E di cos’altro per lei?
«Mi chiedo se non sia vera la tesi che questa crisi affondi le proprie origini più profonde in una politica keynesiana unitamente alla sofisticazione degli strumenti finanziari privi di ogni legame con la responsabilità morale…».
Voi vi sentite più riformatori del Pd, esattamente come Obama si dichiara più innovatore di McCain?
«In America le cose vanno meglio: sia Obama che McCain, sia pure diversissimi tra di loro, sono entrambi innovatori».
E da noi?
«In Italia c’è una sinistra conservatrice, di matrice comunista e di cultura radicale. Una miscela impressionante, che spiega la crisi in cui si trova».
Se vince Obama non teme una «onda lunga planetaria» che favorisca il centrosinistra?
«Ecco, Onda lunga è una classica espressione ideologica della sinistra italiana che si fonda su illusioni che sopravvivono lo spazio di un giorno».
Il fallimento della finanza americana, mette in discussione i vostri programmi, o il centrodestra italiano è diverso, anche sul piano economico?
«Le ho già detto che la crisi economica e finanziaria americana non è riconducibile alle cosiddette politiche neo-liberiste. Ma in ogni caso, i programmi che il Presidente Berlusconi sta realizzando, o quelli che sono stati realizzati durante gli anni dei precedenti governi, non hanno niente a che fare con le politiche liberiste».
E come le definirebbe lei?
«Politiche in cui si incontrano, nei singoli provvedimenti, esigenze della libertà e di iniziativa economica e di solidarietà verso i più deboli».
Non credo che Veltroni sarebbe d’accordo…

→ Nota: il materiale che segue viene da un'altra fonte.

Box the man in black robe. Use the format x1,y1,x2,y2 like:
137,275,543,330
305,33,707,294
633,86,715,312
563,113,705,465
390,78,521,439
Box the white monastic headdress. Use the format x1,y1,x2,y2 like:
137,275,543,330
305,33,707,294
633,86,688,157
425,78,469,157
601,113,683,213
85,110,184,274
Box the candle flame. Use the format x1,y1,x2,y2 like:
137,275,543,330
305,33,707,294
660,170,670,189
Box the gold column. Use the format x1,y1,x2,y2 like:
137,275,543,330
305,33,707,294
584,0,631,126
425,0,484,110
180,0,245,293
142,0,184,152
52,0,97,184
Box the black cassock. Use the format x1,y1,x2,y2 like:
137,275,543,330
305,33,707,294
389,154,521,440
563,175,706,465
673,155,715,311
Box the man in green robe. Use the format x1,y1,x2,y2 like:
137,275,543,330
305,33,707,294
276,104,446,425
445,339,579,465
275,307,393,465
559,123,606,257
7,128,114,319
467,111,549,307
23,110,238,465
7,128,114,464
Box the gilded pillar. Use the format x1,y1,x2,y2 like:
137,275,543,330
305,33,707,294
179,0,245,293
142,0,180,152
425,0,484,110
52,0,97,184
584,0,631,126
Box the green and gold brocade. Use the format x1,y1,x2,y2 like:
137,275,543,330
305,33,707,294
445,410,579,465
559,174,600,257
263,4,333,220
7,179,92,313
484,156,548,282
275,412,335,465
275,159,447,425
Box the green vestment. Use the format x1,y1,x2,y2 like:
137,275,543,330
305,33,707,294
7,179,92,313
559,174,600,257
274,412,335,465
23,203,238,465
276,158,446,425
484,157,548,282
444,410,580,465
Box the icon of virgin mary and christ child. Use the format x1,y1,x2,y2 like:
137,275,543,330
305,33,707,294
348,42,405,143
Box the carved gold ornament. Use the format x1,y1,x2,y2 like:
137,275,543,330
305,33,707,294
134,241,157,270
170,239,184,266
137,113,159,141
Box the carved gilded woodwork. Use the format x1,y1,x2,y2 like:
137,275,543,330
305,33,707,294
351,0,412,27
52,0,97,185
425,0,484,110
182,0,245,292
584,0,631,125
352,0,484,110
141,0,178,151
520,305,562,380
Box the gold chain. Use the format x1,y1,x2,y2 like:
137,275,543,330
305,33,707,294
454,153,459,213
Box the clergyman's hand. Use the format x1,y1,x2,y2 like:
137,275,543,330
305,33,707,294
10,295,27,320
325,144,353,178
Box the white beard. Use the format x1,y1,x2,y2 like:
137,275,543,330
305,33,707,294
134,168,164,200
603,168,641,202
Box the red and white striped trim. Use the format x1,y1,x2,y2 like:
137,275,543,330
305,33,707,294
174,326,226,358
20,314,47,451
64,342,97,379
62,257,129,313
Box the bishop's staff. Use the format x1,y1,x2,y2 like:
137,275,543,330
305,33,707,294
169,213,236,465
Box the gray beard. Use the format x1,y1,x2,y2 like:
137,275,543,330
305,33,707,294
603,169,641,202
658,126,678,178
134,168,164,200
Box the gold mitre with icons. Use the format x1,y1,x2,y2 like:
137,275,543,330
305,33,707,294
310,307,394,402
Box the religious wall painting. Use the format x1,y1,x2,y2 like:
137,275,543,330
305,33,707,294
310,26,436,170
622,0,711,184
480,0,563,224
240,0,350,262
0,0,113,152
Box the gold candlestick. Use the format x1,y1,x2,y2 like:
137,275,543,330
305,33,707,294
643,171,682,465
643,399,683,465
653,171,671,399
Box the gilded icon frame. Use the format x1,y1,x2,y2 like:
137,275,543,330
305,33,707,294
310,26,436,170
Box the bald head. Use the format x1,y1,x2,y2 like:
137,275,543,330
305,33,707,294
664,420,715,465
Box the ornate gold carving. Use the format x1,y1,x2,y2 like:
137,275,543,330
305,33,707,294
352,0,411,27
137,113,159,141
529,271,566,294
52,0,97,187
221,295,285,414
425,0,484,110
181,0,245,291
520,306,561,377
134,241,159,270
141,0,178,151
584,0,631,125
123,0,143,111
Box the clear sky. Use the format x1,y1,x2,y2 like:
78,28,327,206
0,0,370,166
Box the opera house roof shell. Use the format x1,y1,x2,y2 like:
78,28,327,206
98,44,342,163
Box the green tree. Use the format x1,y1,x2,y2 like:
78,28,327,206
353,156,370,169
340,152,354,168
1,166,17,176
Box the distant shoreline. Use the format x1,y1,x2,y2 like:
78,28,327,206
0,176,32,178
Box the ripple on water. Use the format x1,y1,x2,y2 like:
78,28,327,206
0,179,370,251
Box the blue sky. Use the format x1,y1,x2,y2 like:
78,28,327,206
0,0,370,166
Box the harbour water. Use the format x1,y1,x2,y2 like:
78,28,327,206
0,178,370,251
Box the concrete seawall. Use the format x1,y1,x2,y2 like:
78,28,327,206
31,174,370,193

«È un fatto! Le elaborazioni teoriche e la concreta esperienza di governo del ministro Tremonti, non possono essere ridotte al cliché del neo liberismo. Solo dei pigri intellettualmente e politicamente possono non vedere le novità e l’originalità del programma del centrodestra in Italia».
Obama è passato in testa definitivamente con la crisi. In Italia si può produrre questo effetto?
«Qui semmai è il contrario. Guardi il caso di Gordon Brown. Le crisi economiche o i conflitti inevitabilmente spingono i cittadini a stringersi attorno a chi governa e a indurre politiche di solidarietà nazionale».
Quindi?
«In Italia l’abbiamo scampata bella! Pensiamo solo che cosa sarebbe accaduto in queste condizioni con un governo presieduto da Prodi o da Veltroni!».
Lei, come è noto, viene dal Pci. Altri quattro ministri, dal Psi. La componente “riformista” è la più forte dentro il Pdl?
«No: fin dall’inizio la forza e l’originalità di Forza Italia e ora del Pdl è derivata dall’alleanza tra la tradizione cattolico liberale e quella socialista liberale. Nella storia d’Italia il meglio è sempre stato il risultato dell’incontro tra cattolici e riformisti».
E lei, come si definirebbe, oggi?
«Nel mio caso la complessità è ancora maggiore. Perché molti laici socialisti o provenienti come me dalla tradizione migliorista del Pci sono anche credenti e cattolici. E quindi la nostra è anche la casa dei laici e dei credenti».